A FRESH plan to build a bigger extension on an ‘ugly’ home has been put forward.
Councillors approved a plan to build an extension to add an extra room to an existing five-bed house of multiple occupation (HMO) in Martley Road earlier this year.
But landlord Bidsid has now gone back to Worcester City Council with a new plan to build an extra bedroom by adding another storey to the designs approved in August.
The council’s planning committee did give the green light to a ground-floor extension despite labelling the house of multiple occupation (HMO) “absolutely monstrous, hideous and ugly.”
Some concerns were also raised about off-street parking by neighbours in Fern Road but the county council’s highways department said the three spaces provided were in line with its requirements.

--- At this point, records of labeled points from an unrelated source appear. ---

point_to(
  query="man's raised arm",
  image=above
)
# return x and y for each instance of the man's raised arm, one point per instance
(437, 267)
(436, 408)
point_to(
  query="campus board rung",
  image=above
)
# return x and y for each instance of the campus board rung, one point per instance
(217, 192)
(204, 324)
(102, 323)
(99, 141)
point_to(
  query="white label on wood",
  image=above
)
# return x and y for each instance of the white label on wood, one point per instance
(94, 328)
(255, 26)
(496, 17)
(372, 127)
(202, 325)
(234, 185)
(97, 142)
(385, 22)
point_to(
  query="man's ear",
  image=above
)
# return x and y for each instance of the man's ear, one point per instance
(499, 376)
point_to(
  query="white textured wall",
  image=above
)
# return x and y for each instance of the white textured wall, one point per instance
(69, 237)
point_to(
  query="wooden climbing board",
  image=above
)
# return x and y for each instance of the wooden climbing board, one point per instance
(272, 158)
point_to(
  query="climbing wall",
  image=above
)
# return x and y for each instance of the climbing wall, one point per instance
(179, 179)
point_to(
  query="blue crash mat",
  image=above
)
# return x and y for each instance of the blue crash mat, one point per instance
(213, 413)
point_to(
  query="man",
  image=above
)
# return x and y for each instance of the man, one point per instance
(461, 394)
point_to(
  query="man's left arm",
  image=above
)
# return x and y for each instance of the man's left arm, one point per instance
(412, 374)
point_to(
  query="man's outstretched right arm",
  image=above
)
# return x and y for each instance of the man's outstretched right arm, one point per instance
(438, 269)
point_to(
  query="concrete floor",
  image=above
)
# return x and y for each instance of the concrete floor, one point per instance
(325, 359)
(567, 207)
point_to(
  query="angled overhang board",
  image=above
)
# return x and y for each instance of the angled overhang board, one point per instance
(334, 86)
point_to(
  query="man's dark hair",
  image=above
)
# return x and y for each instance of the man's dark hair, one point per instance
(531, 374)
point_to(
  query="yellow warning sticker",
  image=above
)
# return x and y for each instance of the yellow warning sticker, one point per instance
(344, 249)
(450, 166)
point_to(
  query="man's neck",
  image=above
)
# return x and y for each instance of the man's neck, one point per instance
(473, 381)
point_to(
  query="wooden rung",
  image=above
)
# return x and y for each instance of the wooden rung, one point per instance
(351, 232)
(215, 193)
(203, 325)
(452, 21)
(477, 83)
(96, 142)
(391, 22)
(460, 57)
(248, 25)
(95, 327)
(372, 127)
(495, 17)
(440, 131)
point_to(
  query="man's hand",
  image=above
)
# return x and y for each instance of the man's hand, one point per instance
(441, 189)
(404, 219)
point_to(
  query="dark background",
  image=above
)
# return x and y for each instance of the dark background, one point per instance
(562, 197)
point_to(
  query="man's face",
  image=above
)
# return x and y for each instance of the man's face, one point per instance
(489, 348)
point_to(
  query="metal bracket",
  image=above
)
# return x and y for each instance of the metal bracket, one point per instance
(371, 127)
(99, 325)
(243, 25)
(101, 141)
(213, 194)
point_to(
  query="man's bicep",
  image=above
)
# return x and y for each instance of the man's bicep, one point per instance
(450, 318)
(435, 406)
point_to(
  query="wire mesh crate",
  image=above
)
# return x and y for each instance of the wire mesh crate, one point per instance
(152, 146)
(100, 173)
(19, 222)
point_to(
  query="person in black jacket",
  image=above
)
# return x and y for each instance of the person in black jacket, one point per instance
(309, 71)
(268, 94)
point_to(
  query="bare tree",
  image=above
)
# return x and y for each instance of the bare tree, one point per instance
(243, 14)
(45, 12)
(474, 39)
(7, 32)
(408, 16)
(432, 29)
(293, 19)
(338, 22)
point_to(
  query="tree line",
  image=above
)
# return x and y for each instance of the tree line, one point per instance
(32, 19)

Highways officers said the new plans would need to include four parking space for them to be acceptable – but the application by Bidsid only proposes three.
The then four-bed home on the corner of Martley Road and Fern Road was converted into a five-bed HMO in 2019 before another plan to add another two bedrooms was put forward and eventually withdrawn in May this year.
Speaking at a meeting of the city council’s planning committee in the Guildhall on August 25, Cllr Owen Cleary said: “I just want to go on record to say that I think is absolutely monstrous and hideous but I’m not sure we can actually refuse it.”
Planning vice chair Cllr Pat Agar agreed saying: “I think a lot of us think it looks pretty ugly. I don’t think we can refuse it because we think it’s ugly, but it certainly is ugly.”
Despite the disdain for the design, councillors said they could not find a resign to reject the application with planning chair Cllr Chris Mitchell begrudgingly admitting it was ‘probably an improvement.’
“I would love to find loads of reasons to object to an HMO but in this instance, if anyone remembers what that property looked like three or four years ago before it was developed, it was in an awful condition,” Cllr Mitchell said.
“There were some objections then from residents but they seem to have been minimised now.”